There is a plan to bring mixed-income housing to Golden Gate Village. Last year Tampa-based CVR Associates was tapped by county officials — at a cost not to exceed $200,000 — to look at the future of the 296-unit Golden Gate Village.
The plan calls for partial redevelopment with an emphasis on green technology. One possibility floated is to build that mixed housing on open space at the 32-acre Golden Gate Village site.
“The federal government hasn’t paid adequately for public housing for more than 20 years,” said Matthew Hymel, county administrator. “We are at the point where we need to do something and what we are looking at is this mixed-income model.”
Under the plan, a development partner could be selected as soon as this fall and the Marin Housing Authority would move forward with a planning process in which specifics would be developed.
A plan could move the public housing complex toward a rental assistance demonstration program. It is a method authorized by Congress that allows public housing agencies to convert units to project-based Section 8 contracts. The properties are then no longer restricted from securing private sources of capital financing, which allows for more money for repairs.
Rents of current tenants would be the same and it would allow for the building of new units so families at a variety of income levels could move onto the site.
The plan has led to some skepticism.
“We do have concerns and that’s why we are working to protect the tenants,” said attorney David Levin of Legal Aid of Marin, who has been tracking the issue. He said in other parts of the country public housing has faced “de facto demolition” as buildings fall apart, they are deemed unfixable and are replaced.
“It would be unfortunate to let that happen here,” Levin said. “We really have to recognize the value of this housing and its historic nature.”

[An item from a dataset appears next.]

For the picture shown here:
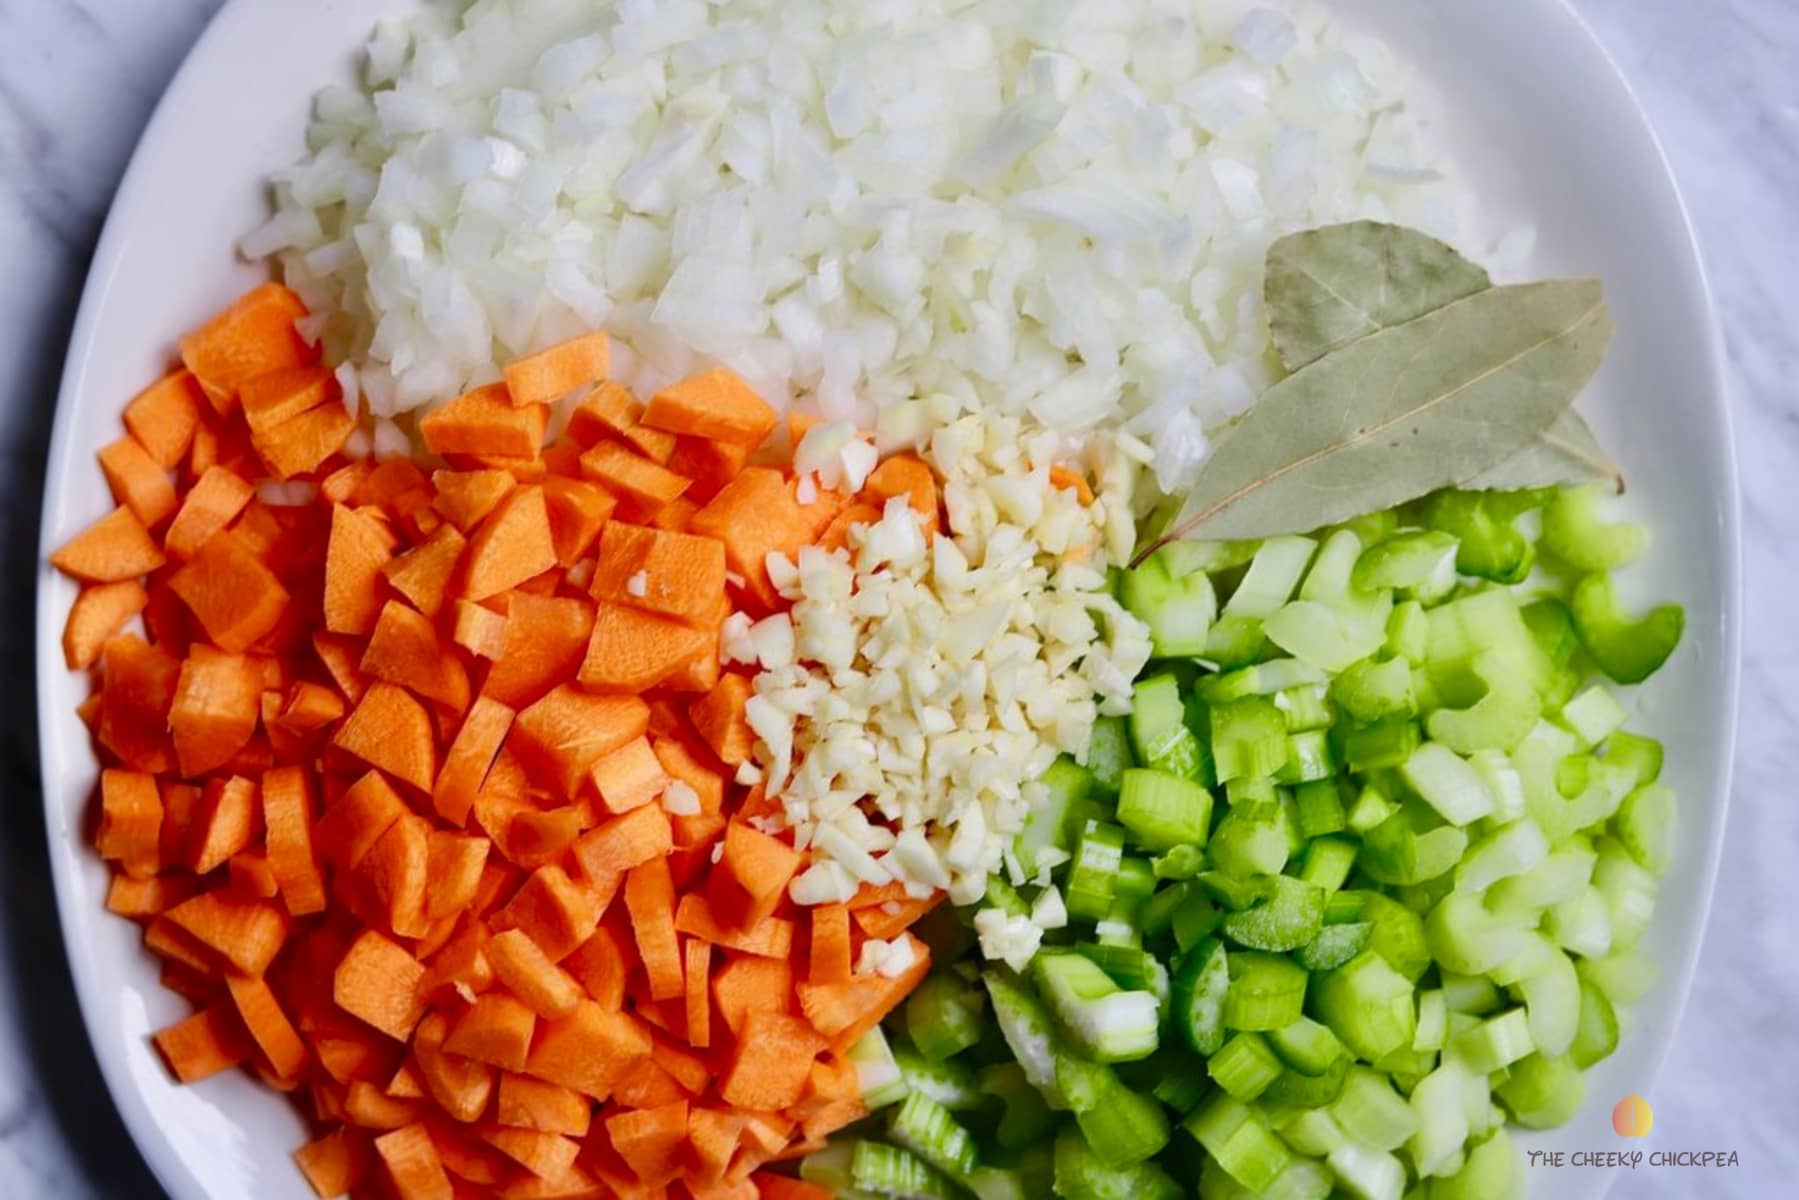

Last September, Golden Gate Village was granted national historic status. The complex is the work of Frank Lloyd Wright disciple Aaron Green, nationally known Modernist architect John Carl Warnecke and Marin’s own renowned landscape architect Lawrence Halprin. But the county’s plan indicates changes to the structure still can be made.
“Because it has that designation, we want to honor it,” Jordan said, adding that doesn’t mean Golden Gate Village structures can’t be touched. “There was this notion that because there is the historical designation you can’t do anything and that’s so not true. There will be an ongoing conversation. We still have to figure out how to navigate that.”
Golden Gate Village’s Residents Council — an advisory panel — has not signed off on the plan. Royce McLemore, a Marin City Community Services District director and Golden Gate Village resident who led the charge for historic status, said the county never considered a plan residents put forth.
That plan focused on “21st century green technology” for the renovation and retrofitting of Golden Gate Village. Marin City residents would be trained for the work, McLemore said.
“(The county) is moving forward and they want us to support their plan. We can’t really support a plan that is coming out of this process. They never vetted our proposal,” she said. “We will challenge them every step of the way.”